No commit activity in last 3 years
No release in over 3 years
This plugin retrieves metrics and evaluate them. Aiming to track outages.
2005
2006
2007
2008
2009
2010
2011
2012
2013
2014
2015
2016
2017
2018
2019
2020
2021
2022
2023
2024
 Dependencies

Development

~> 1.7
~> 0.10
~> 10.0
~> 3.2
~> 3.1
~> 0.40.0
>= 3.2.1, ~> 3.2
~> 0.8

Runtime

 Project Readme

sensu-plugins-influxdb-metrics-checker

Build Status Gem Version

Background story

As soon as we started using InfluxDB we were wondering how we could read a given metric, compare it to its previous days, evaluate the percentage of difference, and act according to it.

We chose to do it as a Sensu plugin because it comes with Handlers that will allow us to extend the usability of this information, such as sending a message to slack, or sending an alert to OpsGenie.
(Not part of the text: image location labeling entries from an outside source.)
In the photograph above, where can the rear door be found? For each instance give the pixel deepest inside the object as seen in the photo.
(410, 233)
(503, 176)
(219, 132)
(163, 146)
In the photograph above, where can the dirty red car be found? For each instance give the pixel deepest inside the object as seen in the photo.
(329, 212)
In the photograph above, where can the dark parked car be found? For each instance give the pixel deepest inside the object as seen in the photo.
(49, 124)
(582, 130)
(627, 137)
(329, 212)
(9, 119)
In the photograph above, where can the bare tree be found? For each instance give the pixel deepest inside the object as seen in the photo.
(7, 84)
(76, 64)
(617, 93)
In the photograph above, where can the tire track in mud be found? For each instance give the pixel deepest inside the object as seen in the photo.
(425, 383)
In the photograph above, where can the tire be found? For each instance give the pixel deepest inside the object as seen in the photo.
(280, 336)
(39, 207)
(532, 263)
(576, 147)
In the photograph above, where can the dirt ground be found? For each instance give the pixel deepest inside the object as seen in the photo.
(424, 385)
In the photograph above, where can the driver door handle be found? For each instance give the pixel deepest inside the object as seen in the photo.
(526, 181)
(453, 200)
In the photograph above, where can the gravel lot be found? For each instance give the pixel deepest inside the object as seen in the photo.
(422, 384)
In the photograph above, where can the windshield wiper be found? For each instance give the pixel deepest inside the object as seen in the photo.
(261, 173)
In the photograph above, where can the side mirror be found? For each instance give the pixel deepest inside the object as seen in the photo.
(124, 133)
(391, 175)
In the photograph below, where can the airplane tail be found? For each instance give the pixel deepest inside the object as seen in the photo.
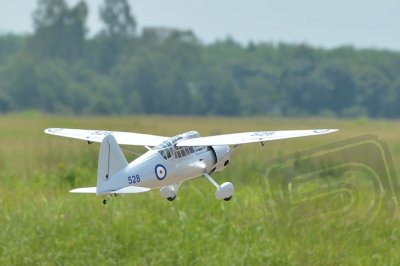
(111, 161)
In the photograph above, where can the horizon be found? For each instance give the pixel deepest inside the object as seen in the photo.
(358, 24)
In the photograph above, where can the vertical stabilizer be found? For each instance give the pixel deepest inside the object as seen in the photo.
(111, 161)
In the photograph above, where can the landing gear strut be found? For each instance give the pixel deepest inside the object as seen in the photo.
(224, 191)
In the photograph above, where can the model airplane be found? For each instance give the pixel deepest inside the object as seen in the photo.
(168, 161)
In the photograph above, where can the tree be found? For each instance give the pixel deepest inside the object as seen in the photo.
(117, 17)
(59, 31)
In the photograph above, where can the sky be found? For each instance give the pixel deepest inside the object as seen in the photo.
(320, 23)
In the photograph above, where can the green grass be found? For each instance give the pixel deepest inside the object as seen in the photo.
(42, 224)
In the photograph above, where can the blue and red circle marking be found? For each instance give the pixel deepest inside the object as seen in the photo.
(161, 171)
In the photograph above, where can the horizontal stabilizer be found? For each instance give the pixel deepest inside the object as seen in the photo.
(125, 190)
(84, 190)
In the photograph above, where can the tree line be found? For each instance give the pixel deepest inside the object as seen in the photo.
(60, 69)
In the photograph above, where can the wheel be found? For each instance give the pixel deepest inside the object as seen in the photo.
(228, 199)
(171, 198)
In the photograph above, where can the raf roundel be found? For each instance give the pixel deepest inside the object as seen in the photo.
(161, 171)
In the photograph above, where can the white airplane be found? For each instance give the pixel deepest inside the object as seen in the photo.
(168, 161)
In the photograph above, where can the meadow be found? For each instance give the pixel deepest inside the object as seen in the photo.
(42, 224)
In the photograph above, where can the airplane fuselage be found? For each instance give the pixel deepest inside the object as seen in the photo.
(168, 164)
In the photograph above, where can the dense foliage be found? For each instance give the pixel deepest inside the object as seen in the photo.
(59, 69)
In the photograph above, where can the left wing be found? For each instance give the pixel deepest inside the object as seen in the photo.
(122, 138)
(250, 137)
(125, 190)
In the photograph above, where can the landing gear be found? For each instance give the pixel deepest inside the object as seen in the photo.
(228, 199)
(169, 192)
(108, 198)
(224, 191)
(171, 198)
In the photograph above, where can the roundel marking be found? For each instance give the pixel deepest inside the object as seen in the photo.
(161, 171)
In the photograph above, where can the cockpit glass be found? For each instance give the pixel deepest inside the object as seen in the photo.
(168, 148)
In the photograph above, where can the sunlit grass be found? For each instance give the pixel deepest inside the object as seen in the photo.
(42, 224)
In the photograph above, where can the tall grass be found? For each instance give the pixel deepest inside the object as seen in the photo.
(42, 224)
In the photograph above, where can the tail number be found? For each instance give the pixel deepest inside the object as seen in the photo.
(134, 179)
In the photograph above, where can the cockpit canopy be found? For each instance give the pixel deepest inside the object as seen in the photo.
(168, 148)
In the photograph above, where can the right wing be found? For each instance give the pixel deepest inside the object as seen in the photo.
(250, 137)
(122, 138)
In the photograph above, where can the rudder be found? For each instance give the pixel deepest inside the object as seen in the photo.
(111, 161)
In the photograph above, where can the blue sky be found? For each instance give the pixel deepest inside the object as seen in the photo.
(363, 24)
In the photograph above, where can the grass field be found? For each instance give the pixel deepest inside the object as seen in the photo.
(42, 224)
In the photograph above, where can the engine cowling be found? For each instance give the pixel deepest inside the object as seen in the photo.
(169, 192)
(222, 156)
(224, 191)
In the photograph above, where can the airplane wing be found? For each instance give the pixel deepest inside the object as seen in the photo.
(125, 190)
(250, 137)
(122, 138)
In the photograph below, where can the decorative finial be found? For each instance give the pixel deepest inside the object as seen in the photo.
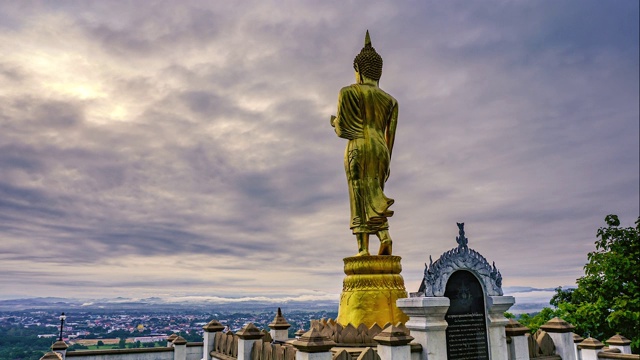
(367, 40)
(461, 240)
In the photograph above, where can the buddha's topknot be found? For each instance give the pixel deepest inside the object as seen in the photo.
(368, 62)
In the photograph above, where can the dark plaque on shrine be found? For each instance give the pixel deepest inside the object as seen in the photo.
(467, 329)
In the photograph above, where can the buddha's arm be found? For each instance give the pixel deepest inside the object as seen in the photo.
(391, 129)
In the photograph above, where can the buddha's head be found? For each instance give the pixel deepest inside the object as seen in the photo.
(368, 62)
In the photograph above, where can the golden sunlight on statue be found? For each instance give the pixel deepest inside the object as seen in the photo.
(367, 118)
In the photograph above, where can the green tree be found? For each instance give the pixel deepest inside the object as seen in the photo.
(607, 299)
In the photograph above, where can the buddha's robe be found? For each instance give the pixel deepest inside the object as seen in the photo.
(367, 117)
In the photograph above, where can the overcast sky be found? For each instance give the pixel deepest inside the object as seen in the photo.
(151, 148)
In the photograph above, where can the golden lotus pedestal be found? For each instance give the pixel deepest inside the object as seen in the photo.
(370, 290)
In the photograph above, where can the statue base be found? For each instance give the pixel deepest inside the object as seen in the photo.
(370, 290)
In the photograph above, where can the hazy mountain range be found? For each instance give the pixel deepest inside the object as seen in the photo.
(528, 299)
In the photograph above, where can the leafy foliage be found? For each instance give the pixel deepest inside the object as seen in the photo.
(607, 299)
(534, 322)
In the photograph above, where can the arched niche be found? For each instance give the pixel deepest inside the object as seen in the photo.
(466, 333)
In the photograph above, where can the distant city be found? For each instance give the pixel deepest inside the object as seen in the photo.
(28, 327)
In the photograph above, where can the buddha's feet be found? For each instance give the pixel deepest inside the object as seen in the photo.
(385, 247)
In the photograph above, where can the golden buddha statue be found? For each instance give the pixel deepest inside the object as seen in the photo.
(367, 117)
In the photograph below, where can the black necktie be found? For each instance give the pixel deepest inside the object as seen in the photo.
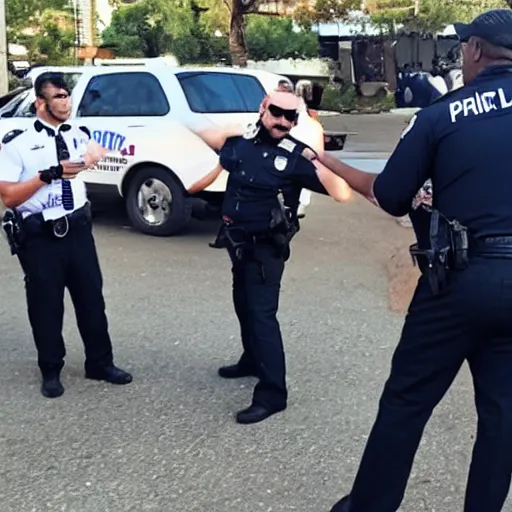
(50, 131)
(62, 154)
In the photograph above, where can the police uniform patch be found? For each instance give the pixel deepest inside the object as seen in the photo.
(287, 144)
(251, 131)
(280, 163)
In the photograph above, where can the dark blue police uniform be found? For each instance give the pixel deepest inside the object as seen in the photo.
(260, 168)
(462, 143)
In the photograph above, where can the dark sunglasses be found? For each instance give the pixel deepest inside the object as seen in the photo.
(289, 115)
The result is that now we are able to experiment with our metrics and alerts, giving us a better understanding of whats going on in our systems.

What it does

The script will compare the values of yesterday at this time minus period, with the values of today at this time minus period. Being period a default value of 20 minutes. It will calculate the percentage of difference and will act on that. You will be able to set a threshold of warning and critical values where your program will act. It will also leave it 5 minutes to aggregate the data in influxdb, so we are more precise.

Components

There is just one script that you can find at

  • bin/check-influxdb-metrics.rb

Getting started

Once we go to check-influxdb-metrics you can run it in a bash doing:

ruby check-influxdb-metrics.rb --host=metrics-influxdb.internal.com --port=8086 --user=admin --password=password -c -3 -w -10 --db=statsd_metrics --metric=api.request.counter

Once in Sensu:

/opt/sensu/embedded/bin$ /opt/sensu/embedded/bin/ruby check-influxdb-metrics.rb --host=metrics-influxdb.internal.com --port=8086 --user=admin --password=password -c -3 -w -10 --db=statsd_metrics --metric=api.request.counter

If you have a tag you can filter your metrics by doing, for example:

ruby check-influxdb-metrics.rb --host=metrics-influxdb.internal.com --port=8086 --user=admin --password=password -c -20 -w -10 --db=statsd_metrics --metric=api.request.counter --tag=datacenter --filter=ci

You can set the period that you want for your queries, for example:

ruby check-influxdb-metrics.rb --host=metrics-influxdb.internal.com --port=8086 --user=admin --password=password -c -20 -w -10 --db=statsd_metrics --metric=api.request.counter --tag=datacenter --filter=ci --period=1440

## Advanced Queries

Regex

You can use it in your metrics. The spirit behind this feature is to gather information about exceptions only, beware that this could gather all your metrics inside your influxdb cluster, which may produce some unintended pain, so always aiming for querying exceptions, and ideally a zero exception policy. I'll strongly advise against using it for other purposes.

How it works

  1. It will understand that is a regex only when the metric name contains '/'. In the bash you'll need to include your metric inside double quotes.
  2. It will compare the number of metrics gathered today vs the number of metrics gathered yesterday.
  3. If today we read more than yesterday, it will blow up as Critical.
  4. If today we read the same number of metrics than yesterday, at the moment it will compare only the first one. I'll not rely on this tool (yet) for a deep analysis of differences when comparing multiple metrics (such as exceptions) using Regex.
ruby check-influxdb-metrics.rb --host=metrics-influxdb.internal.com --port=8086 --user=admin --password=password -c -20 -w -10 --db=statsd_metrics --metric="/^prefix.datacenter.([A-Za-z0-9-]+).([A-Za-z0-9-]+).exceptions$/"

Triangulation

In trigonometry and geometry, triangulation is the process of determining the location of a point by forming triangles to it from known points. This feature of the script is inspired in that idea.

triangulation_01.png

Once we have a given metric A (ex: messages.sent), we'll normally compare that to yesterday's weather A', we'll get the percentage of difference (X in the picture) and according to our threshold we'll fire an alert. Cool. Now let's go one step further. We may have a metric B (ex: sessions.generated), that has a business dependency on A. And if we dig further in our metrics, we may discover that, let's say, for every 5 metrics in A we have 1 in B. (In this example, let's say that you'll need 5 messages sent to build 1 session).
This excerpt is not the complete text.